If you’re not familiar, CRYING IN H MART is a stunning memoir that spent 60 weeks on The New York Times bestseller list and made the author, Michelle Zauner, a literary star. Her runaway success was unexpected.
What launched it? The H Mart Factor.
If you look at nonfiction books on the bestsellers list, most authors have a) celebrity or b) an audience of true believers they spent years developing. Zauner had neither. She is the lead singer of an indie band, Japanese Breakfast, but they are hardly a household name—even now. She did pen a popular piece in The New Yorker, which didn’t hurt.
But what made that piece popular—and later, her book—is that she she wrote about a common subject (a loved one getting cancer) in a completely unusual way. Can you guess the most common subject of memoir book proposals (as well as essays pitched to Dan Jones, editor of the NYT’s Modern Love)?
A loved one getting sick or dying.
If you want to write about that, or any nonfiction topic that has already been covered ad nauseam, you need an H Mart Factor:
1—It’s never been written about in this specific way before
2—Only you could write it this way
3—Bonus if it’s also counterintuitive, surprising, controversial or speaks to a growing trend
Zauner had all three. She did not write about her mother getting chemo, losing weight, or taking brutal trips to the doctor. (Almost everyone knows about these experiences, even if second hand.)

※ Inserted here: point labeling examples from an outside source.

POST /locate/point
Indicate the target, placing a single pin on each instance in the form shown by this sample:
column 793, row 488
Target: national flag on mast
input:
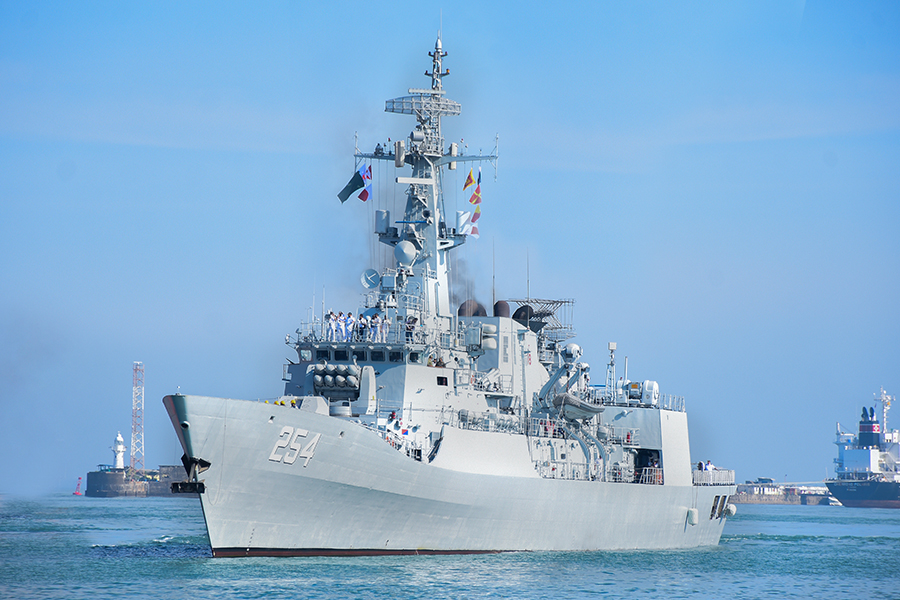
column 367, row 179
column 476, row 196
column 356, row 182
column 470, row 180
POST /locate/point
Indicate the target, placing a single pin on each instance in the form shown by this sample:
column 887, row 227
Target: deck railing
column 714, row 477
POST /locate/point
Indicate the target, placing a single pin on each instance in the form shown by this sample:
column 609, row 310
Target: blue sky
column 717, row 185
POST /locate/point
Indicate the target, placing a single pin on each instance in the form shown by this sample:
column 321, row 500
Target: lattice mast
column 137, row 420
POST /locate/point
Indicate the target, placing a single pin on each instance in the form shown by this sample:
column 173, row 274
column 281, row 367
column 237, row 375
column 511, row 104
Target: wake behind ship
column 418, row 427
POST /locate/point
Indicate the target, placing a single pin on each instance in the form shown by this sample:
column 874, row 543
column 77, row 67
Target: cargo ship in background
column 438, row 429
column 867, row 469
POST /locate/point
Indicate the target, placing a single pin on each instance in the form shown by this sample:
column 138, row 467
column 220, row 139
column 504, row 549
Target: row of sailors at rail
column 345, row 328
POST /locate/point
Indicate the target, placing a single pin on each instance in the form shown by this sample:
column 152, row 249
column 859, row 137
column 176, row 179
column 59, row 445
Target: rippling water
column 74, row 547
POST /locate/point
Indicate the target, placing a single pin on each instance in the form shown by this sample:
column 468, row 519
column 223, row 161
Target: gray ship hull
column 350, row 492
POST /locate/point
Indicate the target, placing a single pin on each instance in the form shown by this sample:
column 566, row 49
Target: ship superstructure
column 867, row 469
column 439, row 428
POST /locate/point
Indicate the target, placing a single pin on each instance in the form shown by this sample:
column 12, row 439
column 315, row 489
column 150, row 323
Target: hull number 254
column 289, row 446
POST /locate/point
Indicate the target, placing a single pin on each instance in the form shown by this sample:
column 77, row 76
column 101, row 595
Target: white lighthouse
column 118, row 449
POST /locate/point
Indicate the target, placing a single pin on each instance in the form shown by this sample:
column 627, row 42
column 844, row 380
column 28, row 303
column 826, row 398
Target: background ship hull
column 358, row 495
column 866, row 494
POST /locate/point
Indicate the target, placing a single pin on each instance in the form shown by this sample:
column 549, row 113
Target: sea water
column 74, row 547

Instead, she wrote about Korean cooking, culture, and relationships. (Point #1: No other cancer or losing-my-mom memoir has been packaged in this way.) She told us about re-embracing her Korean heritage once her mother was sick and how she and her mother would bond, late at night, over heaping plates of food in her grandmother's tiny apartment in Seoul. She took us on a trip inside the walls of her Korean home and back to Korea as she visited. She wrote about food and culture primarily, over grief. (Point #2: No one else could have written this exact book; instead of writing about common experiences people have when a loved one is sick, she included the experiences that only she had.)
It didn’t hurt that as a culture, we were becoming obsessed with all things Korean. (Point #3: Speaks to a growing trend.)
Many authors don’t think enough in advance about how to package their books; They just write. But a book is a product. For it to be compelling, you have to design it with the mindset of a marketer or product designer.
There are a million ways to compose a story. Zauner could have written about her music or her band or any number of others dimensions in her life as a way to tell us about her grief. She tapped into her H Mart Factor—and used it as a way to package her story in a way that was wholly unique to her, fascinating to learn about; one that touched a chord in the cultural zeitgeist.